Quotes from within the industry about the Sunshine Act and how it could affect the dental industry
From Gary Price, Chief Executive Officer, Dental Trade Alliance
"We're really just beginning to digest what this will mean to our industry. We have just received the proposed rules and we intend to make substantial comments and ask questions about them. We are concerned that the government picks on industries where they see problems and we (the dental industry) are often thrown in. How silly is it to think that a lunch-and-learn for pizza is going to be reported? We have truly reached the absurd. We're obviously hoping there will be modifications made.

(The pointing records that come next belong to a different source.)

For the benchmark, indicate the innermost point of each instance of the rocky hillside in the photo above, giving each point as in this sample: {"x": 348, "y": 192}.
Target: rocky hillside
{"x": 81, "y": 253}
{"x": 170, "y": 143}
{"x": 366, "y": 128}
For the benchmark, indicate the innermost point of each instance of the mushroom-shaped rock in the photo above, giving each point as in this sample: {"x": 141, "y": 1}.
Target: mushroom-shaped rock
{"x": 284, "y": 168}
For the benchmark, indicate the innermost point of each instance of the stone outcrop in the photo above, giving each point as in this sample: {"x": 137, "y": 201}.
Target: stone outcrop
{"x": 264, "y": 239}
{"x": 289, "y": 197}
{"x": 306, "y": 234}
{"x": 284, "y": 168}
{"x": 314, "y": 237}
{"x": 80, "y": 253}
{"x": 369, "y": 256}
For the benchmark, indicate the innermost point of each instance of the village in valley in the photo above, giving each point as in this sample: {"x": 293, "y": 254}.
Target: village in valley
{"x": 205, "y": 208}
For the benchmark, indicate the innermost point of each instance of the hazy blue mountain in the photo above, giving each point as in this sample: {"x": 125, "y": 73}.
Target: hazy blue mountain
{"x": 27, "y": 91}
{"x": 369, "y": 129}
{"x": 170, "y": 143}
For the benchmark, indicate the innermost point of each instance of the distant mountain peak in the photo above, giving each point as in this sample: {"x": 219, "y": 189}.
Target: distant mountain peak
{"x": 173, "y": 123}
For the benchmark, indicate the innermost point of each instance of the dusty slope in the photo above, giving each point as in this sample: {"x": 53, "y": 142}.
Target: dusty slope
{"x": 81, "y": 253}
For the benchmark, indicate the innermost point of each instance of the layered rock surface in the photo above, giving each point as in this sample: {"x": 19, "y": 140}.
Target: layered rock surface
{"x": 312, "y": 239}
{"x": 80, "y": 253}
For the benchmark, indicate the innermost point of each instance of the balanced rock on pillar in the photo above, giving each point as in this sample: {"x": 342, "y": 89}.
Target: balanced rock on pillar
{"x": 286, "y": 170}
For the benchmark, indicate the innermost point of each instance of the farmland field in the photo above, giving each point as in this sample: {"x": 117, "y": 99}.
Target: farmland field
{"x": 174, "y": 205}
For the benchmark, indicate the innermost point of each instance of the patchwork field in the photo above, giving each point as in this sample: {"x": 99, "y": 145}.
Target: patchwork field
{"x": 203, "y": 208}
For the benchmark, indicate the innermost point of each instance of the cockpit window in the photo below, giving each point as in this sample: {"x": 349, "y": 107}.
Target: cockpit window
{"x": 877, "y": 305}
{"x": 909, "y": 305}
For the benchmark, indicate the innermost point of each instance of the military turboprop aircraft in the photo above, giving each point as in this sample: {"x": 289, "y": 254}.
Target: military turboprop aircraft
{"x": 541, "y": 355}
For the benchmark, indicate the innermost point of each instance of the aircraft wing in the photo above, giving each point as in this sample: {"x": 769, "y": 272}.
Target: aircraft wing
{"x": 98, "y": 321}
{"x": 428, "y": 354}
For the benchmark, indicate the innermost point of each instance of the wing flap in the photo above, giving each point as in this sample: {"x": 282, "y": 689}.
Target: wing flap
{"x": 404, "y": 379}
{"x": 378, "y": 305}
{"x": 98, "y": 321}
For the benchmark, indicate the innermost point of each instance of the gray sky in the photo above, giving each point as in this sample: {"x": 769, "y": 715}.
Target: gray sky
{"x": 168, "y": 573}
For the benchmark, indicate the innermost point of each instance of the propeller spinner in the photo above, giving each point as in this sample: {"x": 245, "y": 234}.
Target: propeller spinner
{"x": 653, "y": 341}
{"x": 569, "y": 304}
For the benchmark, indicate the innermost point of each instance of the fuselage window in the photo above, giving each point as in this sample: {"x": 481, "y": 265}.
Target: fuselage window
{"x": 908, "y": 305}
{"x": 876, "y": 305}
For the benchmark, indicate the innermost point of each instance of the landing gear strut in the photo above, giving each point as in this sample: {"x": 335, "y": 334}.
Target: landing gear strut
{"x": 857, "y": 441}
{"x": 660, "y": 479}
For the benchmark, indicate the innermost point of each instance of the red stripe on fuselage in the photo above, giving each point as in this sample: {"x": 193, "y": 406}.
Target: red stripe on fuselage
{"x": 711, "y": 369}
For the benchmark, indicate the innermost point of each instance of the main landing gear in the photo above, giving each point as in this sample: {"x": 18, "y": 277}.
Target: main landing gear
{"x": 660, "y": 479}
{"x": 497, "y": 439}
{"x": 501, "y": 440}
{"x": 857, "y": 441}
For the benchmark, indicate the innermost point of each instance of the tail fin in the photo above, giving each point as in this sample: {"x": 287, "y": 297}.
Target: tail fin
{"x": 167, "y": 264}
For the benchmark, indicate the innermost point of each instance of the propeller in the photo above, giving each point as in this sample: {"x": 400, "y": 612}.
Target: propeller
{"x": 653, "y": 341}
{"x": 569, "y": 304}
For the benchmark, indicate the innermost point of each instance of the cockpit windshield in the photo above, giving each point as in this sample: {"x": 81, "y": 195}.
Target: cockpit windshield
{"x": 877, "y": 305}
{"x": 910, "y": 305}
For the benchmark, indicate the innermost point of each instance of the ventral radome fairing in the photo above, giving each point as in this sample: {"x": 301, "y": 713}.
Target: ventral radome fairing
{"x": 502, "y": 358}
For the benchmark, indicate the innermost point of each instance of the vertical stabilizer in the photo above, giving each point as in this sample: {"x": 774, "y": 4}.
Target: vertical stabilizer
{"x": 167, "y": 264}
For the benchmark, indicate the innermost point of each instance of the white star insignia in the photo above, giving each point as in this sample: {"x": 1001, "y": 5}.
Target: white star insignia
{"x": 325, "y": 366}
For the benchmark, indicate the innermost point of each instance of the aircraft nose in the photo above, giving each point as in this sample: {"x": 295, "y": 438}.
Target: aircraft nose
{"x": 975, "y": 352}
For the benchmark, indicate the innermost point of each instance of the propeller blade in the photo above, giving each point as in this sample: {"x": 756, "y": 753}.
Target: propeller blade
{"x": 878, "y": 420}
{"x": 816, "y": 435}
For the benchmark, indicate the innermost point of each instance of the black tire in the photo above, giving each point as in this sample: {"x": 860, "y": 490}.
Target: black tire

"I think the dental industry has to watch this closely. The final rule has not been published yet, and that will probably be about 120 days down the road. We're going to sort out who these rules apply to and how, but for now we're assuming it applies to everyone in the industry. For that reason, we're moving forward aggressively with our comments and questions."
From Eric Shirley, Vice President & General Manager, Midmark Corporation
"Every day, there seems to be more and more information about who has to comply and how. I think it's an ever-evolving topic and it's going to stay that way for the foreseeable future. The government is trying to come up with something that we can all live with, and that's not easy.
"At Midmark, we believe we need to comply with what could be reportable starting on January 1. We're not going to take the approach that we're off the hook since things are still evolving. We're going to gather that information and be ready. I think there are some companies who feel they don't have to immediately comply since things are evolving, and I think that's a mistake. The government isn't going to clarify the dental industry's lives for us. We have to be proactive and be ready."
From Dr. Chris Salierno, Co-Editor, Surgical-Restorative Resource
"Dentists should use products based upon research and clinical preference. I would consider it to be unethical if a practitioner were to use a product simply because he or she is being paid by the company to do so. In that case, transparency with the public is perfectly appropriate."